Japanese manga series

Sayonara Sorcier (さよならソルシエ, Sayonara Sorushie) is a Japanese historical slice of life josei manga series written and illustrated by Hozumi. It was serialized in Shogakukan's Flowers manga magazine and was compiled in 2 volumes published in 2013. It tells the story of Theodorus van Gogh, an art dealer in late 19th-century Paris, who fights to promote innovative art and gain recognition for his brother Vincent's talent amidst a conservative art scene.

==Story==
The original manga tells the story of the van Gogh brothers - the famous painter Vincent van Gogh, and his younger brother Theodorus van Gogh - but primarily from the point of view of his younger brother. Theo is employed as the branch manager of the famous art dealership Goupil & Cie. He seeks to embrace new talents and techniques, but the bourgeoisie mentality of the time deems the lower classes unable to appreciate fine art, marking it as a domain exclusive to high society. Theo struggles to showcase art that depicts the truth of the everyday.

==Characters==
- Théodorus Van Gogh
- Vincent van Gogh
- Paul Gauguin
- Monsieur Baudrillard
- Jean Santro
- Jean Gérôme

==Volumes==
- 1 (May 10, 2013)
- 2 (November 8, 2013)

==Musical==
A stage musical adaptation took place at the Zepp Blue Theater in Roppongi, Tokyo, from March 17–21, 2016. Daisuke Nishida directed the production, and Shuhei Kamimura (Student Council's Discretion) composed the music.

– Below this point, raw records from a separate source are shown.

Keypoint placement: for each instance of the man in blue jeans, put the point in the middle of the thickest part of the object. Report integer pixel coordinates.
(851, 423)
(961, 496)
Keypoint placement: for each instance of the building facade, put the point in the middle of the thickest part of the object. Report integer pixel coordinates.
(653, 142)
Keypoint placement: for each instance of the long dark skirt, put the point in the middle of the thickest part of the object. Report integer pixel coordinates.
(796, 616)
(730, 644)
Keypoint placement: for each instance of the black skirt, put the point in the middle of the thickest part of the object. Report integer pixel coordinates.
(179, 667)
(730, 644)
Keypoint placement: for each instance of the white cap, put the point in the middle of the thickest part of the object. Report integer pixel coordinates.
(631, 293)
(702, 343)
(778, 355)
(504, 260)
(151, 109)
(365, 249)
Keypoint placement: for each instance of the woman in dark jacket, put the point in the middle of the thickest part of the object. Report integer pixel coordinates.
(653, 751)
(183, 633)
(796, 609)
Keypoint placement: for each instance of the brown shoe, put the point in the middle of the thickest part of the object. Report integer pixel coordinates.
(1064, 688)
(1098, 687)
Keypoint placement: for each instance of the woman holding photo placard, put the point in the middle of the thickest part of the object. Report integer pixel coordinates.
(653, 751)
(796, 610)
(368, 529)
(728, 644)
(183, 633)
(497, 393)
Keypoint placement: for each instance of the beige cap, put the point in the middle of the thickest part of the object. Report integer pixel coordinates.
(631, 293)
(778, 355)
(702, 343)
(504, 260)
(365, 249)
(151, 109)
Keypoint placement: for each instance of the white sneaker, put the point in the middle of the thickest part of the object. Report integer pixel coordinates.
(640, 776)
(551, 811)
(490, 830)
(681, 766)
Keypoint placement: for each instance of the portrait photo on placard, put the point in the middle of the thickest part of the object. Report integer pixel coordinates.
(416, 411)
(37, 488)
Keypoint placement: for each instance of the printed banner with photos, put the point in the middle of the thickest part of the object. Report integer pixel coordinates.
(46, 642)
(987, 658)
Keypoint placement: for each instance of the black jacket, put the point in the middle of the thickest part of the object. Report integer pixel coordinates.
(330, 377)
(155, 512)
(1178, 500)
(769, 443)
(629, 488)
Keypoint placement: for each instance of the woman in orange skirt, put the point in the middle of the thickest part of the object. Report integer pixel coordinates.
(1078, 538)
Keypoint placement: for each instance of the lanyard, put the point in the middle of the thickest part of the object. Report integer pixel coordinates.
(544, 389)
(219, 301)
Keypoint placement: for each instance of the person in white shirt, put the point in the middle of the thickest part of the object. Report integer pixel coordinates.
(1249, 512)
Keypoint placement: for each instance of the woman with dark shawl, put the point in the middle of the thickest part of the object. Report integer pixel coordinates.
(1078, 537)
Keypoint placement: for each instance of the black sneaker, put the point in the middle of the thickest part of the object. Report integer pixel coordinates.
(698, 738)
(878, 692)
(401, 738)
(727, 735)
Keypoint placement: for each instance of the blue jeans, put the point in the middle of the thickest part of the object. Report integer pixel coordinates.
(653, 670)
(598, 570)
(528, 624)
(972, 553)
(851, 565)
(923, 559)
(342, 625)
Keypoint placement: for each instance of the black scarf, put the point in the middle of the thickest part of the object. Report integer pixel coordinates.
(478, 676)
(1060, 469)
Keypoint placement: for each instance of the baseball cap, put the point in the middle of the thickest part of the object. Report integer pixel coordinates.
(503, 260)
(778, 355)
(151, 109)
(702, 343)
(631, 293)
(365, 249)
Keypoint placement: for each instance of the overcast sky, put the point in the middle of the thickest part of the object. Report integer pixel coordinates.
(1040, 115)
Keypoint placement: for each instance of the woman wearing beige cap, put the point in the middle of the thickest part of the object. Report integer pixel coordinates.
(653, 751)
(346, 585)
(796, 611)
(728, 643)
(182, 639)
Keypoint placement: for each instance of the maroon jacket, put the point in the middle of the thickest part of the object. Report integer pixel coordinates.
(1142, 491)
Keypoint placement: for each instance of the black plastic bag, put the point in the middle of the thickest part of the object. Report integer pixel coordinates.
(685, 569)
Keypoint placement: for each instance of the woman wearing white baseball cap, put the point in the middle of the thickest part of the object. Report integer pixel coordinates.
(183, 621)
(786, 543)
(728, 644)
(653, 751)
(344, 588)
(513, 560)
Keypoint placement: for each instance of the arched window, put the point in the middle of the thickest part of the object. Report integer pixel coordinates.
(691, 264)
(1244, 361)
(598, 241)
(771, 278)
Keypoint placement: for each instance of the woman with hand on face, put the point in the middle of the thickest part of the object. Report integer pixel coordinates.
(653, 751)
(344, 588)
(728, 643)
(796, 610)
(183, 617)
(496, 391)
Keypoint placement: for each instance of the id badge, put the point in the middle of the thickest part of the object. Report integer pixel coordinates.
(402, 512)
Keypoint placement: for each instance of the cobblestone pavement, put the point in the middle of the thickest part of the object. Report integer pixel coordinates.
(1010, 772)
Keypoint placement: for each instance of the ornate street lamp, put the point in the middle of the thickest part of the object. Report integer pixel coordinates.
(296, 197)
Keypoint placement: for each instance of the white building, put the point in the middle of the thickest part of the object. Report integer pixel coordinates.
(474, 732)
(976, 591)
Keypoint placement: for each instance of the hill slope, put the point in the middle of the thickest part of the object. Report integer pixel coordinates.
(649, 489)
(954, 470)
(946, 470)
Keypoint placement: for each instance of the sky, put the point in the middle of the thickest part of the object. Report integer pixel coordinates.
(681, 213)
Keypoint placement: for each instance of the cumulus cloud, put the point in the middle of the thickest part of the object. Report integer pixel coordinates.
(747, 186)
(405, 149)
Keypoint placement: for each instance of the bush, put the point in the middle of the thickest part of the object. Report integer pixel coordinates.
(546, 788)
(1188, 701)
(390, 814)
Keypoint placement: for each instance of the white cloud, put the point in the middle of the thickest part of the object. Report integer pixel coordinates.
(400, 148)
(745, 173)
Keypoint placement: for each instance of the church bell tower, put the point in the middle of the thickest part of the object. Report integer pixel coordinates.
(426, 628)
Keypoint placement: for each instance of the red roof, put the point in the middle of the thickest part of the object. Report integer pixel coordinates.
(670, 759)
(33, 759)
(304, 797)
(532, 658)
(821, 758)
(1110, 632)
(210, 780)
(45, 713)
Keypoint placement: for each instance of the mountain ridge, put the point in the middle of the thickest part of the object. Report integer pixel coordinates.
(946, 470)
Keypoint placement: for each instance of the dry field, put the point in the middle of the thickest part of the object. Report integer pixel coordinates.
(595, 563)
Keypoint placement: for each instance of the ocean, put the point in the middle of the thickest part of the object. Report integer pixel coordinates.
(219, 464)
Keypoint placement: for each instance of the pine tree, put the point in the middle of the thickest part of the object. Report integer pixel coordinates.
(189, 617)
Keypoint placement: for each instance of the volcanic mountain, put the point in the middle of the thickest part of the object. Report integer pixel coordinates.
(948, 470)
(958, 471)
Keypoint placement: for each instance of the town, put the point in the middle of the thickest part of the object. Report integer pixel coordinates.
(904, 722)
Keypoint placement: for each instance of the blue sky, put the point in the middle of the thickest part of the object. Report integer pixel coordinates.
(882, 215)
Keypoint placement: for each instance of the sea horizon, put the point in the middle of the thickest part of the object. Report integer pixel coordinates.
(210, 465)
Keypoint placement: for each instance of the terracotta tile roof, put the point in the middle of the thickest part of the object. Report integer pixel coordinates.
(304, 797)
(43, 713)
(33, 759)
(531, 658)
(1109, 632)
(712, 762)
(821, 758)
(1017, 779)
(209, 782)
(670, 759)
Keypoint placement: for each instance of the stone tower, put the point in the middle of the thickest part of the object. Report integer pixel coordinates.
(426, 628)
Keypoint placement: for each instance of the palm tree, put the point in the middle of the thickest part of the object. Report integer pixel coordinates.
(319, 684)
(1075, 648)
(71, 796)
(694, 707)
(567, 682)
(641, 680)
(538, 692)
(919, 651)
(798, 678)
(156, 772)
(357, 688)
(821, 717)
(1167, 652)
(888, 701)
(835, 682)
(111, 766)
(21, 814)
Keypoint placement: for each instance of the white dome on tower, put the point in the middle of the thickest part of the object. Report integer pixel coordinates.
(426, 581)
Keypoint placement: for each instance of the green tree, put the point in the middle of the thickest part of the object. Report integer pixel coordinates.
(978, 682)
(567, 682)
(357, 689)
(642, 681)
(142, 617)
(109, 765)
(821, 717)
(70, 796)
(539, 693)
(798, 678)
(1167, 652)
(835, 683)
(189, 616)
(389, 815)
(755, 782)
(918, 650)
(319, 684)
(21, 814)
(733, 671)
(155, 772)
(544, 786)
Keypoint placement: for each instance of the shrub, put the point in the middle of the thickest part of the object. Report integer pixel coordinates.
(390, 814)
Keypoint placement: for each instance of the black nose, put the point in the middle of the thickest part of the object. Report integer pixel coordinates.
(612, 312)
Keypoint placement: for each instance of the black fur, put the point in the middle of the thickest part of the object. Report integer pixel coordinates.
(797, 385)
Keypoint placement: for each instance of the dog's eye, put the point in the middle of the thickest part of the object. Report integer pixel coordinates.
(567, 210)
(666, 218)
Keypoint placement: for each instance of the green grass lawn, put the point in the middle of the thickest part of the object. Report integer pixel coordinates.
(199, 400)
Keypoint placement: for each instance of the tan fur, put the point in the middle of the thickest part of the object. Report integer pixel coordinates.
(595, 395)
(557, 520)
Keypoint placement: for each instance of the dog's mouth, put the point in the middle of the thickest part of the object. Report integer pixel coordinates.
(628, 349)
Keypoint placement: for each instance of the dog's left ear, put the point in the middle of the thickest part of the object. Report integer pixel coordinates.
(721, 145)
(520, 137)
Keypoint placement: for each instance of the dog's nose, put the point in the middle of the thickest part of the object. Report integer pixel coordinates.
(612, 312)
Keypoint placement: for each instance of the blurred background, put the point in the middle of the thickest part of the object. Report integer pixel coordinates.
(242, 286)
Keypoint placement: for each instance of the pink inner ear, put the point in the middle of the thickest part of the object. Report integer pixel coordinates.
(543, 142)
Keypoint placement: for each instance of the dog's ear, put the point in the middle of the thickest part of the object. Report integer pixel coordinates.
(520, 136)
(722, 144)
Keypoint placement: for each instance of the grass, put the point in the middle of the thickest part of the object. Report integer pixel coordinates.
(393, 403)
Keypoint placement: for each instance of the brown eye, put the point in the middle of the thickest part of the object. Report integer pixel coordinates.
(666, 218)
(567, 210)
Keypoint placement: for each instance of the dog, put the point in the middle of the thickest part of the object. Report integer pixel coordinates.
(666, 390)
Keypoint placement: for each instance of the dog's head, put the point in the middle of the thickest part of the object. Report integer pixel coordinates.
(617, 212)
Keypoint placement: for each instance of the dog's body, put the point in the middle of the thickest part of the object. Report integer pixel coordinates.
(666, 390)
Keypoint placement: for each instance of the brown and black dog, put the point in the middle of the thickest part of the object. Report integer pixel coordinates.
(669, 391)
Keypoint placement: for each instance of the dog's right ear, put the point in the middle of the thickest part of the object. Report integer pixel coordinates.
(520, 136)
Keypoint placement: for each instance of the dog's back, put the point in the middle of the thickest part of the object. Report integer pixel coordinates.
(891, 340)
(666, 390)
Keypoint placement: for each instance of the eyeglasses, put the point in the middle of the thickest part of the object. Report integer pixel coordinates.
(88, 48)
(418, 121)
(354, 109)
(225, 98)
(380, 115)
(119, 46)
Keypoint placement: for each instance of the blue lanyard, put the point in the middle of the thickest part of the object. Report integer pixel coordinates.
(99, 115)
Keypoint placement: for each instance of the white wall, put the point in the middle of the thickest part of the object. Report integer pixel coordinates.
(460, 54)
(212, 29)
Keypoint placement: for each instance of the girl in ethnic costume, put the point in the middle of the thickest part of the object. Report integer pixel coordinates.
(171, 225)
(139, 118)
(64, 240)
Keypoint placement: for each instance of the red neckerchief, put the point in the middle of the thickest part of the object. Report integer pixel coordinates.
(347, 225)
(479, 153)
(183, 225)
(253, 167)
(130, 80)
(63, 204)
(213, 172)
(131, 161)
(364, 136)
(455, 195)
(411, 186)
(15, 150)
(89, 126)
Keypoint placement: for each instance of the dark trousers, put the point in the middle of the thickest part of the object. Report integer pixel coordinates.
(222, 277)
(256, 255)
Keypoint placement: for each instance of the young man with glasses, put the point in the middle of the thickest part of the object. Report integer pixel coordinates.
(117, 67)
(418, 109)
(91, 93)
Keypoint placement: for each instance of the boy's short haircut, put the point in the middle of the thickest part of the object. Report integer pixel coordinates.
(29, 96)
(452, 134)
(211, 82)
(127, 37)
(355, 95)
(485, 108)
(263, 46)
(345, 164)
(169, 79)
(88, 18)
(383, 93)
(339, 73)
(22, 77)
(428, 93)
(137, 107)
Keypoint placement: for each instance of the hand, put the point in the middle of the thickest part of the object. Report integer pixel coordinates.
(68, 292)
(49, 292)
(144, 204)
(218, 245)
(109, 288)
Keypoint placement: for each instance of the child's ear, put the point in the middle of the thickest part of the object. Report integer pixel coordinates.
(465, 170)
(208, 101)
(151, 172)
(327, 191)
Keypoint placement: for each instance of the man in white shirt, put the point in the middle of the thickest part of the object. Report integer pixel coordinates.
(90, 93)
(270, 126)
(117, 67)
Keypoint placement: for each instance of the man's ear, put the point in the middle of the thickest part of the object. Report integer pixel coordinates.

Another stage play, featuring the same staff, ran at Tokyo's Theatre 1010 from March 17–20, 2017.

==Reception==
Volume 2 reached the 32nd place on the weekly Oricon manga chart and, as of November 17, 2013, has sold 39,410 copies.

It was number 1 on the 2014 Kono Manga ga Sugoi! Top 20 Manga for Female Readers survey and was a runner-up on the top 50 manga on the 15th Book of the Year list by Da Vinci magazine.